Respiro a saudade do momento exacto em que ensandeci.
Recordo como tudo foi claro, 
como tudo em mim encontrou sentido, 
como todas as palavras se alinharam no poema, 
como todos os fragmentos de meu corpo se entregaram, sem medo, nas asas do mar.

Reflicto, agora, a pureza do lugar preciso em que perdi a memória do outrora.
Aquilo que fui, tudo o que havia no antes, 
remetido ao mais longínquo exílio,
ao mais profundo dos aniquilamentos,
o mais recôndito dos lugares que podem ser lugar. 

Respondo o silêncio que o mundo me entrega sobre as mãos, do mesmo modo que a paz responde aos ventos bélicos: 
a repetir meu nome,
até que a exaustão tome posse de vós e vos conceda um sofrimento semelhante ao que persiste em mim. 

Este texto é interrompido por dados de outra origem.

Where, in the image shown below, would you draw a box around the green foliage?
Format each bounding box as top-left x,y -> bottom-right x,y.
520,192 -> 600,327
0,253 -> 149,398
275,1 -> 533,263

Mergulho, enfim, na certeza da serenidade que repousa nas asas renascidas em meu corpo e seguro-me no lugar mais insano que reconheço
completamente,
como o único em que posso, 
verdadeiramente,
existir.  

03/01/2020

Caminho descalço sobre a pedra. A pele a arder sobre o frio da madrugada.
Caminho como se parar fosse a mais impensável de todas as possibilidades.
Pe ante pé, numa aresta feita de gelo fino que atravessa o lugar mais recôndito do interior da minha alma.
Caminho como se caminhar fosse o único prenúncio possível. Como se seguir fosse a última inevitabilidade. Como se continuar pudesse ser o meu derradeiro reduto.

Sinto no corpo a vertigem que vem com a inevitável certeza da queda sobre o abismo que se abriu por dentro de mim.
Há uma distância que o meu corpo sente como intransponível e minha razão aceita como a condenação perfeita da salvação adiada.
Caminho sem saber qual o destino que me aguarda do lado invisível das coisas que ficam por dizer.
Guardo cada memória pelo tempo absolutamente necessário, até conseguir libertar-me do medo.
Anseio reconhecer em mim os sinais do retorno da certeza que residia no lugar de mim.
Correm lágrimas pela minha pele a lembrar-me que o caminho é feito do que ficou na dor e no frio do ter podido ser.

Caminho descalço sobre meu próprio corpo feito em pedra.
Um aroma a jasmim na noite enovoada pela insónia.

Cheira a jasmim enquanto tudo arde por dentro da vertigem.